Map your scale steps to design system roles — the semantic tokens your UI will actually use.

Five role groups:

GroupRoles
SurfaceBackground, Base (0), Elevated (1), Raised (2)
BorderSubtle, Strong
TextPrimary, Secondary, Disabled, Inverse
ActionPrimary, Primary Hover, Primary Pressed, Secondary, Quaternary, Quinary, Focus Ring
StateSuccess, Warning, Danger, Info
  • Each role references a specific scale + step (e.g., neutral.100).
  • Auto-assign — Let PerfectPalette map roles automatically based on your scales.
  • Manual override — Click any role to pick a different scale and step.
  • Reset — Return to auto-assigned mappings.

Stage 8: Preview

See your palette applied to realistic UI mockups.

  • Landing page — A marketing-style page using your palette.
  • Dashboard — An application-style interface using your palette.
  • Light / Dark toggle — Switch between light and dark mode previews. If you've defined dark mode colors, the preview uses those; otherwise, it derives a dark variant automatically.

Stage 9: Review

Get a comprehensive analysis of your palette's quality.

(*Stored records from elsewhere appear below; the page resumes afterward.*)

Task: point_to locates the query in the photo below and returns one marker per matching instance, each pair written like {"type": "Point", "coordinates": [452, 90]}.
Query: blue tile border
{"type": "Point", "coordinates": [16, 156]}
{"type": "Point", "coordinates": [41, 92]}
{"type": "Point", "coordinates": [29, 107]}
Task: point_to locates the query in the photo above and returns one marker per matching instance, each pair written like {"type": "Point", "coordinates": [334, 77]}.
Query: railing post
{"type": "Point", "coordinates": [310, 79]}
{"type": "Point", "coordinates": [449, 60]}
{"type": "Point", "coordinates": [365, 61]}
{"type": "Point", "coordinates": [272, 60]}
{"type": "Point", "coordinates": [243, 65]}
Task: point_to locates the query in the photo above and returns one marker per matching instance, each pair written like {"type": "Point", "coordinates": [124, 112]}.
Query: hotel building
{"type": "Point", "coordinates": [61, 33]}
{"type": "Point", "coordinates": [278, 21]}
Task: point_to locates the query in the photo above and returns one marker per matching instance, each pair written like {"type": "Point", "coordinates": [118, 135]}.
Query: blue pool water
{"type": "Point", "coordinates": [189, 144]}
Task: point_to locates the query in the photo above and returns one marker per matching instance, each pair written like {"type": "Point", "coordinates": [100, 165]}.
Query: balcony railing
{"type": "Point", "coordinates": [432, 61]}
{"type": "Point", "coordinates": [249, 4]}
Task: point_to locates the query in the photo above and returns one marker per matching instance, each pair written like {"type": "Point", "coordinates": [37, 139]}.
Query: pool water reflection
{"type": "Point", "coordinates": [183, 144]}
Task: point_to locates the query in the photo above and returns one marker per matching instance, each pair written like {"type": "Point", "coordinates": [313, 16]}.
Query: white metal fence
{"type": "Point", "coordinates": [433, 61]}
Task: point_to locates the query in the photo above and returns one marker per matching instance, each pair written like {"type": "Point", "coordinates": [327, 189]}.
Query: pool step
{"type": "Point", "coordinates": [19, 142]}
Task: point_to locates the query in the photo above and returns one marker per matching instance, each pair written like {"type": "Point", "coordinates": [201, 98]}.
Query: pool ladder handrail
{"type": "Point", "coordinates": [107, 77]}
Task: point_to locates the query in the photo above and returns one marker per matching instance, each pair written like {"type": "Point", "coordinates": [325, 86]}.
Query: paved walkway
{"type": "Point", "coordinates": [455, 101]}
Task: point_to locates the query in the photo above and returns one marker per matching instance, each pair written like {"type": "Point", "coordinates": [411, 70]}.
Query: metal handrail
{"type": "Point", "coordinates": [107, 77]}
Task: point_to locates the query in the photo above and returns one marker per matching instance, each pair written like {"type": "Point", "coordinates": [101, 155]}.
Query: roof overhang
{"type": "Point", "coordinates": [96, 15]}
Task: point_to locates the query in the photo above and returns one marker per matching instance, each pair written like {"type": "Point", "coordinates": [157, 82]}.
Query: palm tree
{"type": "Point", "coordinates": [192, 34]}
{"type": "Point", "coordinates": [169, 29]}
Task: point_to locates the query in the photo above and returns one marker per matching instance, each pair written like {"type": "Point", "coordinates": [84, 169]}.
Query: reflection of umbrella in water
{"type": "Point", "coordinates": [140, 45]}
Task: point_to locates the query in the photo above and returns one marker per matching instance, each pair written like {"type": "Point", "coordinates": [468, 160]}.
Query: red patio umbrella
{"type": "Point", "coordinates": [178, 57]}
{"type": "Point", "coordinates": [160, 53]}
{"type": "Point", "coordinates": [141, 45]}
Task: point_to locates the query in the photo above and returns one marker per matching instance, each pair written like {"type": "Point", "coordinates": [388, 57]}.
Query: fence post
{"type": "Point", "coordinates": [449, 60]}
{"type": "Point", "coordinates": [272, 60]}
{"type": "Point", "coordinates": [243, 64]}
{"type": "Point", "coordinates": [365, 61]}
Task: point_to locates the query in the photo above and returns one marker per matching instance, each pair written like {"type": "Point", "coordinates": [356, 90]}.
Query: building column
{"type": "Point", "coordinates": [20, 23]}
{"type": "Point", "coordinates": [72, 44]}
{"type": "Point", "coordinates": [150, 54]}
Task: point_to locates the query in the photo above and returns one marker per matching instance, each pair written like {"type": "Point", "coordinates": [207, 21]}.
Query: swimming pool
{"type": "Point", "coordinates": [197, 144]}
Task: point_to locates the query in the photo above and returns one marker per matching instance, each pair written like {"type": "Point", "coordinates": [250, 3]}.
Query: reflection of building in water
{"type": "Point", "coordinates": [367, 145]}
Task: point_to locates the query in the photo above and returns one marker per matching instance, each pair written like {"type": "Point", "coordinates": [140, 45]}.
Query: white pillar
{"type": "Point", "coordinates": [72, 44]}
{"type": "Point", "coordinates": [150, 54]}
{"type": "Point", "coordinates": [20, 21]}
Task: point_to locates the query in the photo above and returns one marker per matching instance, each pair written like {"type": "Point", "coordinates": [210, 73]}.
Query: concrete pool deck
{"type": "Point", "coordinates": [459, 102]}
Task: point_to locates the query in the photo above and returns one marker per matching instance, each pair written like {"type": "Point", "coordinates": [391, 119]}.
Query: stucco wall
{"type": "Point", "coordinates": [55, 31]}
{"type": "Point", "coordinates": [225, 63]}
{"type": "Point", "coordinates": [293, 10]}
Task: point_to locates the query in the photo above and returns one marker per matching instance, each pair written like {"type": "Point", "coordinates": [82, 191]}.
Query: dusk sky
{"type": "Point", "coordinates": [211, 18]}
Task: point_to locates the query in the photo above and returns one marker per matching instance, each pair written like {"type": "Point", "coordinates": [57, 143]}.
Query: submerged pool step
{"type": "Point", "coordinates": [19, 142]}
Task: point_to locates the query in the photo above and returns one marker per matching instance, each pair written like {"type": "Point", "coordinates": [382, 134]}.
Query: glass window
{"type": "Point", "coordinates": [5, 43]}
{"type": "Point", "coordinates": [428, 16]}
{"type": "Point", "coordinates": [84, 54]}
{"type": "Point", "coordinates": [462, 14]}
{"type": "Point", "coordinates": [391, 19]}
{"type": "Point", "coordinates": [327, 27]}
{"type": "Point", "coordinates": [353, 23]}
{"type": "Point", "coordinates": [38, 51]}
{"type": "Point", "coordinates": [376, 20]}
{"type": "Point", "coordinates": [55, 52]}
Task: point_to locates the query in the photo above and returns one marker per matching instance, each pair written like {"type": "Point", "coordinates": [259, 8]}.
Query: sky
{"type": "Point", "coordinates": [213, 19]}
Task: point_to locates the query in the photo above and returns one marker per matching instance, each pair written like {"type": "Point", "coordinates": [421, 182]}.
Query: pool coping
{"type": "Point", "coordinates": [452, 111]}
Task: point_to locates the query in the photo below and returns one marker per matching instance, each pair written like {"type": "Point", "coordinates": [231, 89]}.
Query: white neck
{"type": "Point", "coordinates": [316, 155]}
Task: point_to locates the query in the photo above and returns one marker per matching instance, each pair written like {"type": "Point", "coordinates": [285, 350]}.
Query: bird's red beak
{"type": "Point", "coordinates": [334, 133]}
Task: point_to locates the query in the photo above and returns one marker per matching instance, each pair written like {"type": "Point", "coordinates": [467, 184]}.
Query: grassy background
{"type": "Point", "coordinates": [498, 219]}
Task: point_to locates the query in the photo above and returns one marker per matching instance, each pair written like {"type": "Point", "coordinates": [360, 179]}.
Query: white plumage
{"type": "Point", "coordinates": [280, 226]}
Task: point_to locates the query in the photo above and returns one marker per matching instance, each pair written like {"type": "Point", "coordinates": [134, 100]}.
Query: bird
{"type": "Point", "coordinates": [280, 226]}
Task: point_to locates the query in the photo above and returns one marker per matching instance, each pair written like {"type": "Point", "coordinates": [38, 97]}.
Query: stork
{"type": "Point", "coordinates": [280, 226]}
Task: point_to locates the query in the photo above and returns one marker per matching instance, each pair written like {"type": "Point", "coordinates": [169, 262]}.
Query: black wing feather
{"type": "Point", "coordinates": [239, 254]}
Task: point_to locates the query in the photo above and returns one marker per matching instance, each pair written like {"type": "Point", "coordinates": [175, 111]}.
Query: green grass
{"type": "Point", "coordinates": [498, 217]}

  • Health score — An overall score reflecting harmony, contrast, accessibility, and completeness.
  • Score breakdown — Individual scores for each quality dimension.
  • Issues list — Specific problems found, with severity levels and links to the relevant stage to fix them.
  • Psychology insights — What emotions and associations your color choices may evoke.
  • Theory insights — Color theory analysis of your palette's relationships.
  • Pairing insights — Suggested color combinations and their visual impact.
  • Palette name suggestion — An auto-generated name based on your palette's character.
  • Similar palettes — Curated palettes from the Explore collection that resemble yours.

Stage 10: Export

Download your palette in multiple formats.

Design & Dev Tokens

  • CSS Tokens (.css) — Custom properties for web projects.
  • JSON Tokens (.json) — Universal token format.
  • SCSS Tokens (.scss) — Sass variables with maps.
  • Tailwind Colors (.js) — Extend your Tailwind CSS config.

Design Tools

  • Figma Tokens (.json) — Import into the Figma variables plugin.
  • Adobe ASE (.ase) — Adobe Swatch Exchange format.
  • Office Theme (.thmx) — Microsoft Office theme colors.
  • Procreate (.swatches) — Procreate swatch palette.
  • GIMP Palette (.gpl) — GIMP and Inkscape compatible.

Brand & Documentation

  • Canva Brand Kit (.json) — Import into Canva.
  • Health Report (PDF or Markdown) — Accessibility and contrast analysis.
  • Brand Guide (PDF or Markdown) — Color usage guidelines.
  • Review Report (PDF or Markdown) — Psychology and theory analysis.

Other

  • Share link — Copy a URL to share your palette with anyone.
  • Download all — Download every export as a single package.
  • Dark mode variants — When dark mode colors are defined, exports include both light and dark tokens.

Undo & Redo

Use the Undo and Redo buttons in the left sidebar to step backward and forward through your editing history. Related changes (like dragging a color) are grouped together so a single undo reverts the full action.